Ils offrent un idéal, un but, une contre-société, une moralisation du monde avec un camp du mal, un discours politique antimoderne et très réactionnaire qui résonne au sein de l’Islam et des sociétés contemporaines. Le djihadisme est associé à une mission purificatrice et violente. Si vous lisez la propagande de Daech, ils ne parlent que d’impureté des musulmans et des sociétés occidentales. Mais c’est encore plus que cela. Ils définissent un monde, un rapport à la religion, à la justice et à soi, donc une identité, ce qui fait du djihadisme une idéologie totalitaire. Ce sont tous ces plans qu’il nous faut considérer et articuler. Arrêtons de disqualifier le djihadisme en en faisant la porte de sortie d’individus perdus, comme quand on avait qualifié Mohamed Merah de « loup solitaire » après les attentats de 2012. Il savait très bien ce qu’il faisait. Il avait notamment fréquenté à Artigat (Ariège) Olivier Corel, « l’Émir blanc », qui a formé trois générations de djihadistes dont les frères Clain, les inspirateurs présumés de l’attentat du 13 novembre 2015. On réduit le djihadisme à une question sécuritaire, en occultant totalement ses dimensions intellectuelle, politique et axiologique, ainsi que leurs modes de propagation.
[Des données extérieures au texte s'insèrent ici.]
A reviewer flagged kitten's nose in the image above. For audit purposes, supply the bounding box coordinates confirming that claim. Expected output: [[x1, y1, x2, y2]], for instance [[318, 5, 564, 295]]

Pour vous, la violence radicale est donc consubstantielle à l’idéologie djihadiste ? Vous invalidez une thèse assez répandue qui consiste à dire que, dans un contexte de perte de repères, de marginalisation socio-économique, le djihadisme peut, au contraire, être instrumentalisé par des individus pour exprimer un sentiment de mépris ou de haine déjàancré en eux.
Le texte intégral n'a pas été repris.